Glucose produced a short-term enhancement of the copigmentation response, but this effect was transient and diminished during storage, indicating that hydrogen-bond-mediated stabilization is not sustained in ethanol-containing wine matrices. When added alone, glucose did not improve long-term color stability and showed a variable and unstable chromatic evolution.

Although all doses initially increased color intensity, a minimum effective concentration (≥480 mg/L) was required to preserve perceptible chromatic differences after 158 days. Lower doses did not provide long-term stabilization and, in some cases, resulted in final color intensities below the untreated control, suggesting that sub-threshold cofactor levels may be associated with increased pigment degradation under low SO₂ conditions.

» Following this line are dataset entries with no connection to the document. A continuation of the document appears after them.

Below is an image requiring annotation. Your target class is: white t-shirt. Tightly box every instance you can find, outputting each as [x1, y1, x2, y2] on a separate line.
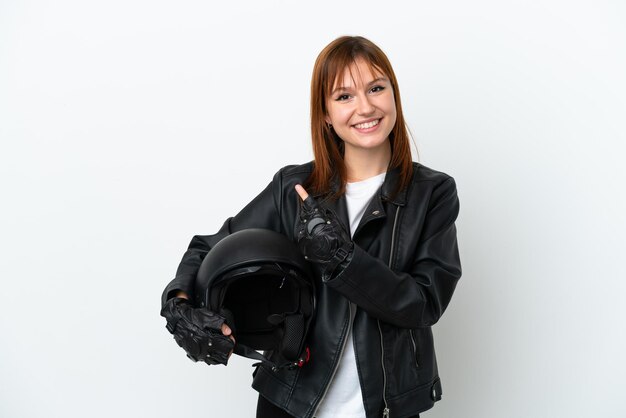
[315, 173, 386, 418]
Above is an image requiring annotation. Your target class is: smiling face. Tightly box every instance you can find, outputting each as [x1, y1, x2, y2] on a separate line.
[326, 59, 396, 155]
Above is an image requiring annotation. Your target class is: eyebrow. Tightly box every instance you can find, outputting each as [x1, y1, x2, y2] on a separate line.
[330, 77, 389, 96]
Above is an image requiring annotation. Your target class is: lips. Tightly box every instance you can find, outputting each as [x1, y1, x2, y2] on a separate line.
[354, 119, 380, 129]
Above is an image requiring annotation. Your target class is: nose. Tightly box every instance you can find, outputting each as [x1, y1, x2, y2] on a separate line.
[357, 94, 374, 115]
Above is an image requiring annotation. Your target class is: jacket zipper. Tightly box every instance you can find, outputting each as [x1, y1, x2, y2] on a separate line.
[409, 329, 420, 369]
[312, 302, 353, 417]
[377, 206, 400, 418]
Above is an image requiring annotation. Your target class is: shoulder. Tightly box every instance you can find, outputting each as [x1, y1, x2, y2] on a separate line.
[273, 161, 313, 184]
[413, 161, 454, 184]
[409, 162, 458, 209]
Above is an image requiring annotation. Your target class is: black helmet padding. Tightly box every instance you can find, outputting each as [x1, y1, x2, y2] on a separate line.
[195, 229, 315, 362]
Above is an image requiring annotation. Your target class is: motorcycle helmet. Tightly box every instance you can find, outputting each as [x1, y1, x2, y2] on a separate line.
[195, 228, 315, 368]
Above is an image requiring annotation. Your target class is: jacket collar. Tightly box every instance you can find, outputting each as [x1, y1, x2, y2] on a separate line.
[313, 167, 415, 206]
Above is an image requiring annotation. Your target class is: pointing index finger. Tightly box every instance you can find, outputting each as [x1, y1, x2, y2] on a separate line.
[296, 184, 309, 202]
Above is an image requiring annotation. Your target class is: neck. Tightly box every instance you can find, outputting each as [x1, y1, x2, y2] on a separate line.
[344, 140, 391, 183]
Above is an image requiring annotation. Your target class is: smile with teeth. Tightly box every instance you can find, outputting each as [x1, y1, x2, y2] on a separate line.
[354, 119, 380, 129]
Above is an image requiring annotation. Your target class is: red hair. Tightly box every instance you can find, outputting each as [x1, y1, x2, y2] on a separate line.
[306, 36, 413, 199]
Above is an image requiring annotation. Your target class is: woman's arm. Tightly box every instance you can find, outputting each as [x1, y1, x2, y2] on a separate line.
[326, 177, 461, 328]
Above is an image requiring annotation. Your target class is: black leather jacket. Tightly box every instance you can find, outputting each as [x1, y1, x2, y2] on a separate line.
[163, 163, 461, 418]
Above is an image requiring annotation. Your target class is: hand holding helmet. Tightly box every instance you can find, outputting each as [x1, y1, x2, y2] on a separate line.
[296, 185, 354, 281]
[161, 297, 235, 365]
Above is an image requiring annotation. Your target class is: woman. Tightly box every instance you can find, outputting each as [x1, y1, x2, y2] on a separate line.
[162, 36, 461, 418]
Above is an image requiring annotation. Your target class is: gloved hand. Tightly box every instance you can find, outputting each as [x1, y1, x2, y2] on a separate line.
[296, 186, 354, 281]
[161, 297, 235, 365]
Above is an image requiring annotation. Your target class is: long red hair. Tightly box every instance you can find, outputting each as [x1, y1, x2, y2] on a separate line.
[306, 36, 413, 199]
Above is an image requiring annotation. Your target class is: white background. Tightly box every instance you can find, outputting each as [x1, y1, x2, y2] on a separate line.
[0, 0, 626, 418]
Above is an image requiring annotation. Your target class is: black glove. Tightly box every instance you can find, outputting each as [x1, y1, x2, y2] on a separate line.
[297, 196, 354, 281]
[161, 297, 235, 365]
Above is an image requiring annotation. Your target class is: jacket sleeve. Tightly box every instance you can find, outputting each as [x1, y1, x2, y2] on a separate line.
[327, 177, 461, 328]
[161, 169, 283, 305]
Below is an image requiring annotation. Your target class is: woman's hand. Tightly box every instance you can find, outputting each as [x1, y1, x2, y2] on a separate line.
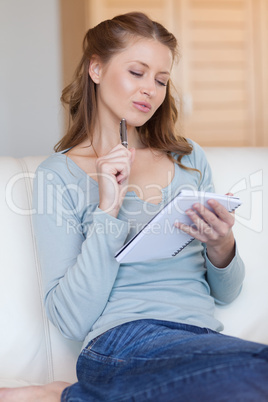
[96, 144, 135, 217]
[175, 194, 235, 268]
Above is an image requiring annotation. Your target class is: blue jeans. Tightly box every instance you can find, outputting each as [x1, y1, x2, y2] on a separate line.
[61, 320, 268, 402]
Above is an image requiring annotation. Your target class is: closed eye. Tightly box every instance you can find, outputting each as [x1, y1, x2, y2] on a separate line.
[156, 80, 167, 87]
[129, 70, 142, 77]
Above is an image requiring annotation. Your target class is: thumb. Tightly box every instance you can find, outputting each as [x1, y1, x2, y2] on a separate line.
[129, 148, 136, 164]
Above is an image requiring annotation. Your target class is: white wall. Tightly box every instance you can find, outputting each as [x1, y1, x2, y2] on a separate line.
[0, 0, 63, 157]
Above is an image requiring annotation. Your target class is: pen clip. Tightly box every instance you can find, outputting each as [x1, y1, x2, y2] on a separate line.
[120, 119, 128, 148]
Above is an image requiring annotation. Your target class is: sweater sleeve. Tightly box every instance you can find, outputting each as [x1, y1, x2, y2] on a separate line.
[187, 141, 245, 304]
[205, 246, 245, 305]
[33, 168, 128, 341]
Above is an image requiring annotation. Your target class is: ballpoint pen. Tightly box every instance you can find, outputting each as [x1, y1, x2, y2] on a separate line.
[120, 119, 128, 148]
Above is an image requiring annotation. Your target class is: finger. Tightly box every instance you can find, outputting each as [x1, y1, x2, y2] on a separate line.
[205, 200, 234, 226]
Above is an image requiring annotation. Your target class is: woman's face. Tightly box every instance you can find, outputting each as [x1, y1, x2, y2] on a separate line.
[90, 39, 172, 127]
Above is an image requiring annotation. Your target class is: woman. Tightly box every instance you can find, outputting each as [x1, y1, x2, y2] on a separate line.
[1, 13, 268, 402]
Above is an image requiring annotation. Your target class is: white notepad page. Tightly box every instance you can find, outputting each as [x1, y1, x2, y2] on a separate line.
[115, 190, 241, 263]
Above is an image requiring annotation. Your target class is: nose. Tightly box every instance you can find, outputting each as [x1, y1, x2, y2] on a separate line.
[141, 80, 156, 97]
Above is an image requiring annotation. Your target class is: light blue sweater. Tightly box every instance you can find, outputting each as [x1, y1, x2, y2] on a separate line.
[33, 143, 244, 343]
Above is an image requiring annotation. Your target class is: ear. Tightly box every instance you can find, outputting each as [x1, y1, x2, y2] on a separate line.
[88, 56, 102, 84]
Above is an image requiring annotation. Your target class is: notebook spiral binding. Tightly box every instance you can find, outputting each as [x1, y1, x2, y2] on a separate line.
[171, 237, 194, 257]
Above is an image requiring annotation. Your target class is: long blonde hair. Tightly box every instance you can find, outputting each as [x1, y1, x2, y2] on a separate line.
[54, 12, 192, 166]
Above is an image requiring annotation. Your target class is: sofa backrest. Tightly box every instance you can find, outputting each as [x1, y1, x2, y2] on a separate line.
[0, 157, 81, 385]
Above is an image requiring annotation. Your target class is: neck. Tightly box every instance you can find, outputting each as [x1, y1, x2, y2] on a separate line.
[89, 119, 142, 157]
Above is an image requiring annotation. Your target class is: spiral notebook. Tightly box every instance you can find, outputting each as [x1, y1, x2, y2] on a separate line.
[115, 190, 241, 263]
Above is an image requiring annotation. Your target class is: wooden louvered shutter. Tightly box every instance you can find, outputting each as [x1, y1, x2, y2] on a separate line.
[174, 0, 255, 146]
[86, 0, 268, 146]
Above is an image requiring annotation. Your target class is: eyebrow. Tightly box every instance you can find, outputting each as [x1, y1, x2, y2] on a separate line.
[132, 60, 170, 75]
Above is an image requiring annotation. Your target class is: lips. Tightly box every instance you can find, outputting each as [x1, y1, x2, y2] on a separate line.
[133, 102, 152, 113]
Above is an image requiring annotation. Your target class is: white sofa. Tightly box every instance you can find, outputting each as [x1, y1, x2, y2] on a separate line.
[0, 148, 268, 386]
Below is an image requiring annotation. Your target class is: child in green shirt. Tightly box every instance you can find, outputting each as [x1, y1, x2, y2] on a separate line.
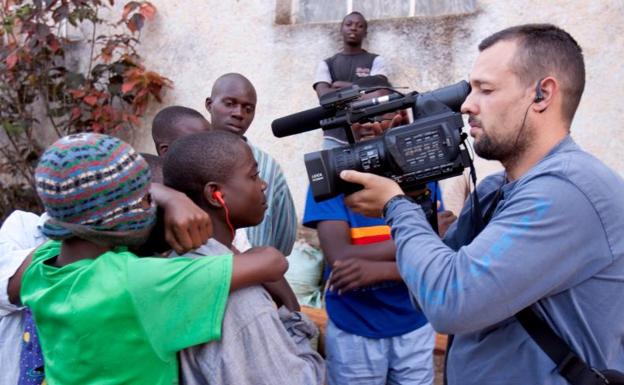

These results indicate that post-fermentative copigmentation acts as a short-term mechanism, whose persistence depends on achieving a sufficient cofactor concentration and may be linked to the subsequent formation of more stable pigment structures.

Post-fermentative copigmentation with caffeic acid provides a short-term corrective enhancement of visual appearance and may delay hue evolution toward yellowish tones. However, its technological efficiency is lower than that of prefermentative applications, where copigments are introduced prior to the establishment of the alcoholic matrix and more effectively promote the incorporation of anthocyanins into stable polymeric structures.

Therefore, post-fermentative caffeic acid addition may be regarded as a practical approach for improving the initial appearance of low-anthocyanin wines such as Listán Negro. However, long-term chromatic stabilization is more likely to require early-stage interventions that combine copigmentation with subsequent polymer formation. The identification of a minimum effective concentration represents a relevant outcome of this study for understanding post-fermentative color modulation.

Future work should address the combined influence of cofactor concentration, oxygen exposure, and SO₂ levels to better understand their role in post-fermentative color evolution in lightly pigmented red wines.